Before you continue
This post is intended for new and old data professionals alike. To get the most of this article you should have a basic understanding of tally tables and Jeff Moden’s tally table function, fnTally. You also need a basic understanding of how to use APPLY table operator; if not read Understanding and Using APPLY (Part 1), Part 2 and The Cascading (CROSS) APPLY. Each is a quick read and can change your career.
Less Code, More Fast – this is my coding philosophy in four words and the tagline for this site. Replacing bloated iterative procedural code with clean, set-based, pure, reusable code makes it easy to deploy code faster and with fewer bugs. Veteran programmers who write high-performing declarative code, such as SQL Developers, know that pure, set-based, loop-free code performs exponentially faster than code that uses loops, mutable data structures and procedural constructs such as “goto”. A correctly written tally table function, such as fnTally, count from 0 to 1,000,000,000 in 90 seconds on my laptop.

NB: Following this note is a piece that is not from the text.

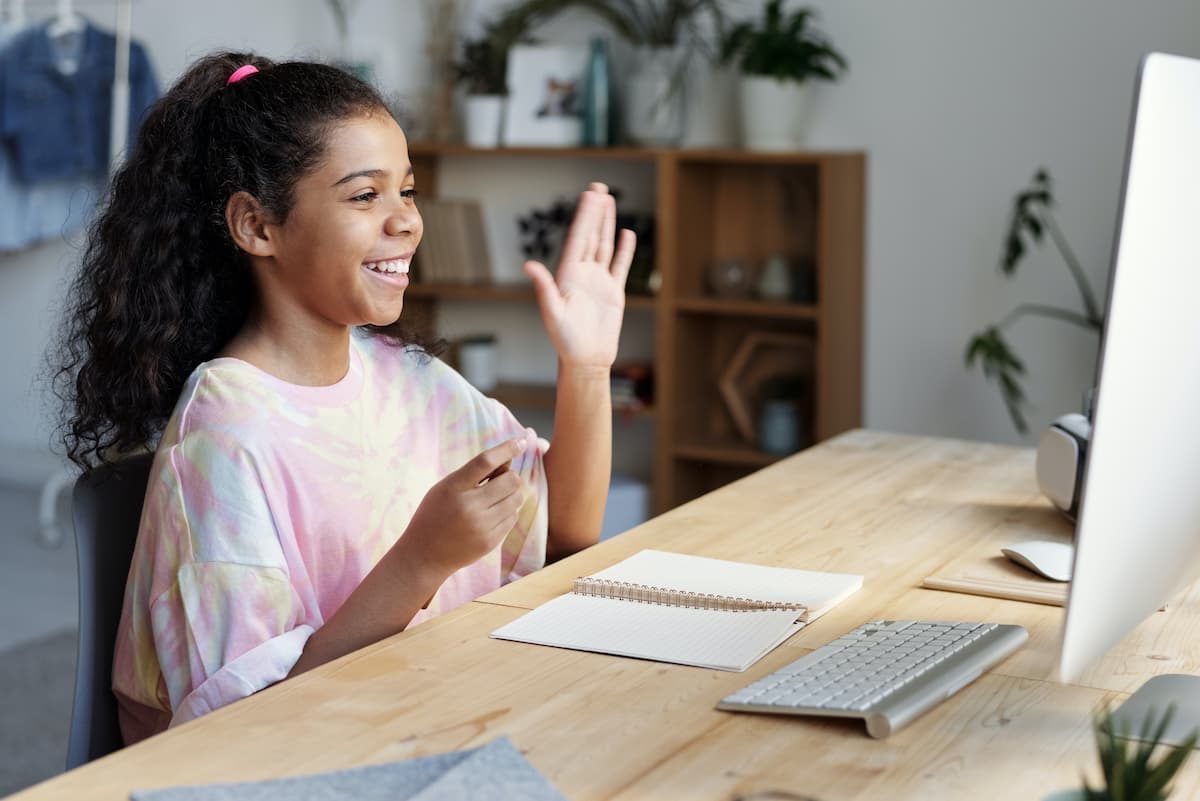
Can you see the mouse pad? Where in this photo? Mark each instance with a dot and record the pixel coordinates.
(999, 578)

I wouldn’t even try with a loop. Replacing loops with a tally table (or some other form of lazy sequence) is a low-risk, low-cost, high-reward way to write cleaner, faster code.
The Virtual Index
One small benefit to writing loops to perform tasks in your functions and procedures is that you don’t have to worry about sorting. With a set-based approach that leverages a tally table, if the order of the numbers returned matters then the optimizer will have to sort the numbers for you unless they are presorted, AKA indexed. When using physical tally table that is properly indexed sorting is not a concern, but what about with a tally table function like fnTally? You can’t index a function right?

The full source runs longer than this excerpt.